As you certainly know, the billing unit for Azure Cosmos DB is the Requests Units per second (RU/s). In other words, we are billed for the number of Requests Units per second that we consume. Hence, to optimize costs, you will want to perform the required operations on the database while consuming the minimum amount of RU/s.
While what we will see in this article is not a substitution to applying other optimization mechanisms (e.g., caching, compression), it aims at optimizing the costs of executing your queries on Azure Cosmos DB.
When it comes to the number of consumed RU/s, we need to be aware of two things:
- Each type of operation (Read, Insert, Upsert, Delete and Query) consumes a different amount of RU/s.
- A key factor that impacts that number of RU/s is the complexity of your query. For example, if your query involves obtaining data from multiple containers (collections, tables, graphs, and so on), then you can expect your query to be expensive in terms of RU/s that it consumes.
We can rely on the Azure Cosmos DB query statistics that is accessible through the Azure portal to evaluate how many RU/s our queries consume. If we note that our most-used queries are too expensive in terms of RU/s, we will need to redesign our data schema and partitioning strategy.
Here is what the query statistics window looks like:
Fig 1. Azure Cosmos DB Query statistics
Even though designing the right partitioning strategy really depends on your needs and use cases, there are some common examples:
You are building a shopping cart; the user ID could be an appropriate partition key.
You are building an online game; the game ID could be an appropriate partition key.
You are building an IoT system; the device ID could be an appropriate partition key.

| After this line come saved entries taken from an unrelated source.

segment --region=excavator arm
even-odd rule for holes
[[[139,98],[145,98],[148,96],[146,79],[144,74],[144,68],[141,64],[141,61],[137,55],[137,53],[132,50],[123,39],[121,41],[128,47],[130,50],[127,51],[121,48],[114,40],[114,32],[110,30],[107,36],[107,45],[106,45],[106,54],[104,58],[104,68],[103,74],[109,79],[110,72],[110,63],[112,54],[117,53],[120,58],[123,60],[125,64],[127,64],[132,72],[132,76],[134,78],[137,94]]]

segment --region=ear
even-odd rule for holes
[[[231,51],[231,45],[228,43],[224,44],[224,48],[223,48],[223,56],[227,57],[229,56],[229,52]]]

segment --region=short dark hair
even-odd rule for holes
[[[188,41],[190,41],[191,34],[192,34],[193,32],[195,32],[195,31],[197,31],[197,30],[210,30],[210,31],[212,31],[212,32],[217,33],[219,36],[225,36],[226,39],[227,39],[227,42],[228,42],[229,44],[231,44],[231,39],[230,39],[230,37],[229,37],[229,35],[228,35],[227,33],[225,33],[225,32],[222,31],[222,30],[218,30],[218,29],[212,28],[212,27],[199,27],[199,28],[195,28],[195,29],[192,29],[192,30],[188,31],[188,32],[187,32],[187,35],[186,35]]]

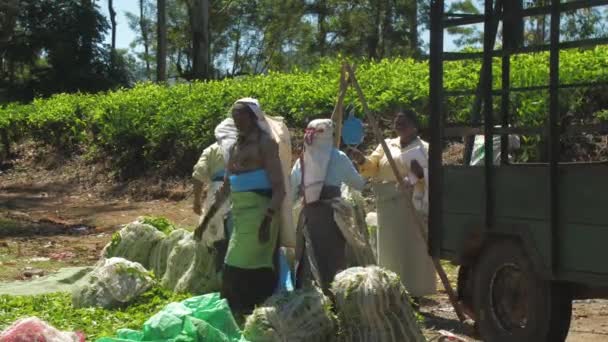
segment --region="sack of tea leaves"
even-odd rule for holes
[[[220,274],[216,269],[215,259],[217,251],[208,247],[204,240],[195,241],[192,234],[186,236],[182,242],[189,239],[194,246],[194,256],[189,266],[184,270],[183,275],[176,282],[173,290],[175,292],[189,292],[203,294],[219,291]],[[180,244],[175,250],[179,251]],[[169,258],[168,267],[173,267],[173,257],[179,257],[176,253]]]
[[[336,275],[332,293],[341,324],[339,341],[425,341],[394,272],[377,266],[349,268]]]
[[[192,233],[180,230],[168,238],[175,238],[168,251],[167,266],[161,285],[175,292],[202,294],[219,289],[219,276],[215,269],[214,251],[204,242],[193,239]],[[162,242],[161,242],[162,243]]]
[[[323,342],[335,331],[330,300],[309,288],[270,297],[247,317],[243,336],[251,342]]]
[[[112,241],[104,248],[104,258],[125,258],[148,268],[150,252],[165,237],[165,233],[152,225],[135,221],[112,235]]]
[[[369,243],[365,225],[364,200],[361,193],[342,186],[340,201],[334,201],[334,220],[346,239],[348,267],[375,265],[376,258]]]
[[[167,237],[154,246],[149,258],[149,268],[158,279],[162,279],[167,270],[167,261],[171,251],[188,234],[184,229],[172,231]]]
[[[76,308],[121,307],[154,283],[152,275],[142,265],[122,258],[104,260],[87,277],[87,283],[72,292],[72,304]]]

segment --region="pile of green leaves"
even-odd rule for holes
[[[74,309],[69,293],[38,296],[0,296],[0,331],[14,321],[36,316],[65,331],[82,331],[87,341],[113,336],[117,329],[139,329],[152,315],[171,302],[182,301],[187,294],[175,294],[154,288],[141,295],[129,307],[118,310],[101,308]]]
[[[518,55],[511,62],[512,87],[546,85],[549,55]],[[0,130],[11,139],[31,137],[62,150],[84,147],[87,152],[110,156],[124,176],[137,175],[156,167],[185,175],[200,151],[213,140],[214,127],[241,97],[257,97],[265,111],[287,119],[291,127],[304,127],[309,119],[328,116],[336,99],[340,61],[329,59],[311,71],[270,72],[221,81],[162,86],[150,83],[108,93],[59,94],[31,104],[9,104],[0,108]],[[563,83],[608,81],[608,47],[567,50],[560,54]],[[446,62],[447,90],[475,89],[480,62]],[[500,59],[494,63],[494,87],[501,82]],[[395,106],[410,107],[426,122],[429,100],[429,65],[410,58],[362,61],[357,77],[372,111],[391,115]],[[563,92],[564,112],[583,113],[593,118],[601,109],[605,90],[585,88]],[[350,91],[346,103],[355,101]],[[499,97],[495,110],[500,108]],[[515,92],[511,109],[516,123],[544,122],[548,109],[546,91]],[[446,100],[449,122],[463,122],[470,116],[473,96]],[[599,109],[598,109],[599,108]],[[605,109],[605,108],[604,108]]]
[[[144,216],[141,223],[149,224],[159,231],[165,233],[165,235],[169,235],[172,231],[177,229],[177,227],[175,227],[171,221],[161,216]]]

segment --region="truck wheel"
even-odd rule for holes
[[[572,315],[568,288],[541,279],[519,243],[487,246],[475,271],[473,305],[483,340],[566,339]]]

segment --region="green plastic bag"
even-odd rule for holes
[[[224,333],[229,341],[238,341],[241,338],[241,331],[228,302],[221,299],[219,293],[189,298],[182,303],[194,312],[192,316]]]
[[[144,323],[143,341],[168,340],[182,331],[184,318],[192,314],[182,303],[171,303]]]
[[[116,330],[116,337],[128,341],[143,341],[144,333],[138,330],[118,329]]]
[[[184,320],[184,330],[182,330],[182,333],[175,339],[175,341],[231,342],[231,340],[228,338],[228,336],[226,336],[226,334],[214,328],[209,323],[194,317],[186,317],[186,319]]]
[[[143,331],[119,329],[116,336],[97,342],[246,342],[219,293],[171,303],[150,317]]]

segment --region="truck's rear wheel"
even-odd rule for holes
[[[505,240],[479,258],[473,303],[485,341],[564,341],[572,300],[565,287],[541,279],[521,245]]]

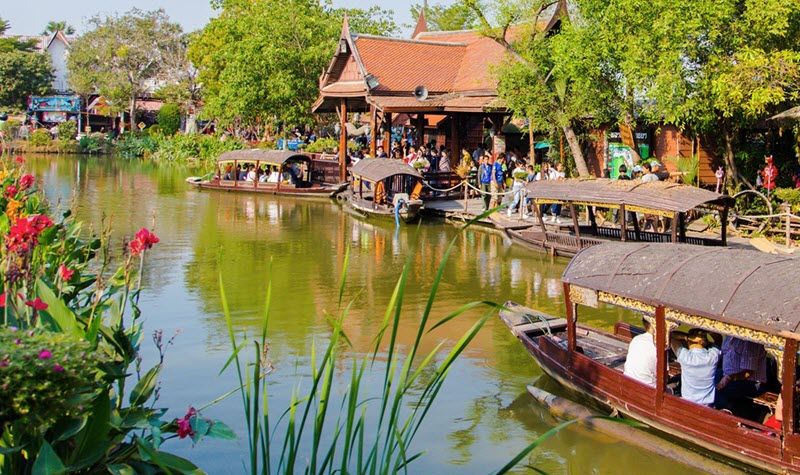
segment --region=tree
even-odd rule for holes
[[[411,6],[411,18],[418,18],[422,5]],[[479,26],[475,11],[464,2],[452,5],[437,4],[425,10],[425,20],[432,31],[472,30]]]
[[[9,28],[0,18],[0,35]],[[0,38],[0,107],[24,109],[28,96],[47,94],[53,81],[50,58],[30,42]]]
[[[67,67],[76,90],[94,84],[114,109],[127,110],[136,124],[136,99],[170,76],[165,58],[181,49],[182,30],[164,10],[133,9],[124,15],[97,16],[91,30],[70,47]]]
[[[43,35],[53,34],[57,31],[61,31],[65,35],[74,35],[75,27],[63,20],[49,21],[47,22],[47,26],[44,27],[44,30],[42,30],[42,34]]]
[[[259,131],[310,123],[320,72],[336,48],[342,17],[352,30],[396,31],[390,12],[333,9],[316,0],[222,0],[219,15],[190,42],[203,85],[203,115]]]

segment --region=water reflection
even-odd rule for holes
[[[433,320],[473,300],[526,302],[560,314],[566,261],[511,246],[501,235],[423,221],[396,229],[391,222],[366,221],[336,203],[270,196],[197,192],[183,182],[192,174],[175,168],[108,158],[30,160],[43,176],[54,202],[76,194],[76,213],[95,227],[114,219],[115,239],[155,223],[162,242],[148,256],[142,307],[149,330],[183,333],[167,356],[162,403],[177,413],[187,403],[202,404],[233,387],[218,376],[227,359],[227,336],[218,282],[225,283],[233,321],[253,334],[264,315],[271,281],[272,358],[277,365],[272,394],[285,404],[299,375],[308,374],[312,342],[328,336],[326,316],[337,311],[337,281],[349,252],[345,299],[354,300],[345,331],[356,353],[369,349],[403,265],[408,284],[398,339],[416,335],[416,322],[433,276],[451,240],[450,260],[433,309]],[[442,339],[452,341],[472,326],[480,312],[456,319],[426,339],[421,352]],[[601,308],[583,321],[610,328],[635,317]],[[145,355],[147,358],[147,355]],[[295,361],[297,364],[295,365]],[[346,374],[346,367],[340,368]],[[530,357],[497,320],[471,344],[452,369],[429,424],[418,439],[427,455],[417,473],[487,473],[552,427],[546,410],[527,396],[525,385],[541,375]],[[548,384],[547,380],[545,384]],[[560,388],[553,385],[553,391]],[[212,414],[241,424],[238,403],[227,400]],[[241,427],[239,427],[241,429]],[[173,444],[211,473],[226,473],[246,447],[206,443],[200,450]],[[549,473],[685,472],[684,467],[586,429],[567,431],[548,442],[531,463]],[[524,471],[524,470],[521,470]]]

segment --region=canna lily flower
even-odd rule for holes
[[[25,305],[31,307],[34,310],[47,310],[47,304],[42,301],[39,297],[36,297],[33,300],[28,300],[25,302]]]
[[[11,222],[18,219],[22,211],[22,202],[15,200],[14,198],[10,198],[8,200],[8,204],[6,205],[6,215]]]
[[[34,214],[14,221],[6,236],[6,248],[11,252],[25,253],[39,243],[39,234],[53,225],[45,215]]]
[[[40,360],[49,360],[53,357],[53,353],[50,350],[42,350],[39,352],[39,359]]]
[[[17,196],[17,191],[19,191],[19,190],[17,189],[16,186],[8,185],[6,187],[6,191],[5,191],[6,198],[12,198],[14,196]]]
[[[23,175],[22,178],[19,179],[19,187],[21,189],[23,189],[23,190],[27,190],[28,188],[33,186],[33,183],[35,181],[36,181],[36,178],[34,178],[33,175],[30,175],[30,174]]]
[[[178,437],[185,439],[187,436],[192,437],[194,435],[191,419],[195,416],[197,416],[197,410],[190,406],[185,416],[175,420],[178,424]]]
[[[61,280],[63,280],[64,282],[69,282],[69,280],[72,279],[72,276],[74,274],[75,271],[65,266],[64,264],[58,266],[58,276],[61,277]]]
[[[22,158],[22,155],[17,155],[16,157],[14,157],[14,161],[17,162],[19,165],[25,163],[25,159]]]
[[[140,229],[133,240],[128,243],[128,249],[131,254],[138,256],[143,251],[153,247],[153,244],[158,244],[160,239],[147,228]]]
[[[64,372],[64,367],[61,366],[60,364],[56,363],[56,364],[53,365],[53,371],[56,372],[56,373],[63,373]]]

In a more general manner: do not design your data schema (and your partitioning strategy) based on relationships between your data (like you used to do in a relational database system). Instead, do it in terms of usage of these data.
The most expensive design (when it comes to RU/s consumed) is the one that requires you to perform some kind of joins across multiples containers to retrieve the data you want.
And there you have it! You can now add Proper partitioning Strategy to your Cost Optimization Strategy. Just keep in mind that to define an appropriate partitioning strategy for Azure Cosmos DB, you must not think in a relational manner.